The activity begins by reviewing for students the fundamental academic process of interpretation and producing interpretive arguments when reading stories, poems, novels, and plays.
When we read literature – stories, novels, plays, poems – in school we try to figure out what we are reading means. We try to figure out what the story or book is trying to tell us. Stories have always functioned in civilization as a means of communicating ideas, lessons, and insights, often times especially about life and how we should live our lives. This work to make meaning out of literature is called interpretation. We interpret literature by making what are called claims about what it means. We back up those claims with evidence from the text that we think supports our claims. These evidence-backed claims are called interpretive arguments. Interpretive arguments are often made in response to questions that the work of literature explores. These questions are called debatable issues.
Students are then introduced (or re-introduced) to the debatable issue at the center of their study of Wonder:
Does main character Auggie Pullman end up in Wonder a fully accepted member of his school and community, despite his physical deformity?
Wonder is an uplifting, upbeat story of 12 year old Auggie’s struggles with mockery and ostracization at his new school due to his severe medical facial deformity. But the story has nuances and, despite its commitment to hopefulness and a positive tone, leaves open the question as to how fully Auggie’s acceptance by his peers and the larger society truly is.
The Evidence Finder Activity has students work in groups of three, finding evidence from the text on a series of argumentative claims that divide equally on both sides of the issue. Several examples of those claims are:
Several classmates, such as Summer Dawson, go out of their way to befriend Auggie.
The Pullman family gives Auggie a great deal of love, but they cannot change his appearance.
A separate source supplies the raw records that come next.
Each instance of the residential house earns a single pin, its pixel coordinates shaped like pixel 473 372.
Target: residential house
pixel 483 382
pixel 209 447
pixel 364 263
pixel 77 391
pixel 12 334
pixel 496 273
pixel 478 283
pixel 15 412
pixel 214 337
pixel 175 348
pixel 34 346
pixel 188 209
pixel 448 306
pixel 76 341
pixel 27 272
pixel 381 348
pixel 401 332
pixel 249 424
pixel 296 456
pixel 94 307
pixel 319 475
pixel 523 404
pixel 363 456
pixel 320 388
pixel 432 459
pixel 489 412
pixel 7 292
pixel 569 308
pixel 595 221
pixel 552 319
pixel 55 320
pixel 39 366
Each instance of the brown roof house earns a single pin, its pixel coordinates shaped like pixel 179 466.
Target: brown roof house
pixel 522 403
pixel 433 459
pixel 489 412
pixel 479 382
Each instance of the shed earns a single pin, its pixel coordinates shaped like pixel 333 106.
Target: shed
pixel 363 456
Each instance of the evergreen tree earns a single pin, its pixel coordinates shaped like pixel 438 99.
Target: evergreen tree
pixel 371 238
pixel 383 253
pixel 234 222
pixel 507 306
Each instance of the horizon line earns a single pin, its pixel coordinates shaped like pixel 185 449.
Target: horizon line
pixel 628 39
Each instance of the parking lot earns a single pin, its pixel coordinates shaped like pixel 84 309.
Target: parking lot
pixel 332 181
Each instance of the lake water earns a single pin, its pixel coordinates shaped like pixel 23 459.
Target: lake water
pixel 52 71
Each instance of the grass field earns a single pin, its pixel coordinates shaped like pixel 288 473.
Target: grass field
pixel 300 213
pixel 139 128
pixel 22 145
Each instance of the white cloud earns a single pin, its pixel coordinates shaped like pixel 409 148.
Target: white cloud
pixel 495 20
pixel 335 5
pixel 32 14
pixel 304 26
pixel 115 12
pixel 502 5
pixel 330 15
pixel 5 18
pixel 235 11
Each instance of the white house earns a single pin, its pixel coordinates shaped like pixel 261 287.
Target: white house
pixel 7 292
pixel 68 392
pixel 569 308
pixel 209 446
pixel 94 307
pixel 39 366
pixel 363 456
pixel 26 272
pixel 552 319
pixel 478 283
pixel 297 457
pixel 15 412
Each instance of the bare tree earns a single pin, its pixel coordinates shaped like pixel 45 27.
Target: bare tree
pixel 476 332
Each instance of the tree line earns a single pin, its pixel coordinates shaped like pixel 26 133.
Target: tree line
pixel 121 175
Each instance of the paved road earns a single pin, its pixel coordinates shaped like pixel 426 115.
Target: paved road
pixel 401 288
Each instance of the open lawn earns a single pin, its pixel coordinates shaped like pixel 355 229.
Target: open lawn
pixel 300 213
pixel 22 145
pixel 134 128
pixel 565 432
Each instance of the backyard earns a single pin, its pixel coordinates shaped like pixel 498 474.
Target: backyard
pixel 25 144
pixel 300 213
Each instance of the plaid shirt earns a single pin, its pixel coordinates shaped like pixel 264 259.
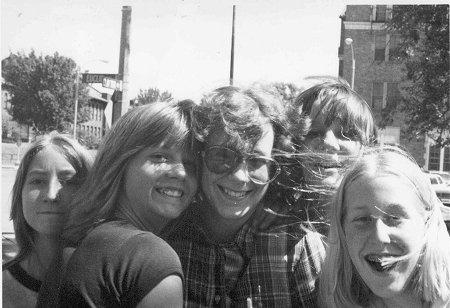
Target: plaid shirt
pixel 275 268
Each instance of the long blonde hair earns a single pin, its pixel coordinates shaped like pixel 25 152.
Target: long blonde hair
pixel 340 283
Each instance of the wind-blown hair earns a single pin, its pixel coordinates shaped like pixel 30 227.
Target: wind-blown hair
pixel 340 283
pixel 155 124
pixel 337 101
pixel 74 153
pixel 240 113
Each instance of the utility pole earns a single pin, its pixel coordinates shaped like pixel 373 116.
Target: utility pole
pixel 75 117
pixel 232 48
pixel 122 102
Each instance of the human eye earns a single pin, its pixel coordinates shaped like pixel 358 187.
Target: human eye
pixel 71 181
pixel 314 134
pixel 350 134
pixel 36 181
pixel 158 158
pixel 362 219
pixel 393 220
pixel 189 165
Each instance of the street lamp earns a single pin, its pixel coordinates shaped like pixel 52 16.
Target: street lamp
pixel 77 82
pixel 349 41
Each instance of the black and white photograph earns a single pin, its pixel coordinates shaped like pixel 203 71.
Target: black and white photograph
pixel 208 153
“The Plague” and “the War” demonstrate not only that kids in middle school can be mean to kids with deformities but that peer pressure and cliques feed that unfairness.
Even Auggie’s sister Via is embarrassed of her brother when she enters high school and her social surroundings begin to change.
Scaffolding for the middle school students includes providing them with page numbers in the novel from which they can find evidence to support each interpretive claim, and providing them with the claims themselves, which will help them assimilate models of claim formulation for argument-centered projects later in the year.
After the groups have had a chance to complete the organizers and build arguments on both sides of the issue, they undertake internal group discussion about which arguments they think are strongest and which position on the interpretive question they support. The groups are made up of three students so that they can, if need be, come to a 2 – 1 majority to settle on their position. Finally, the instructor has groups share out which position they support, on the basis of which arguments, and how they would respond to the arguments supporting the side contrary to their own.
Argument-centered interpretation activities like the Evidence Finder in Wondercan help make English language arts classrooms in middle schools more text-focused, more analytically rigorous, and more college-directed — while not sacrificing any of the personal wonder and fascination young kids feel in the face of great literature like R. J. Palacio’s inspiring work.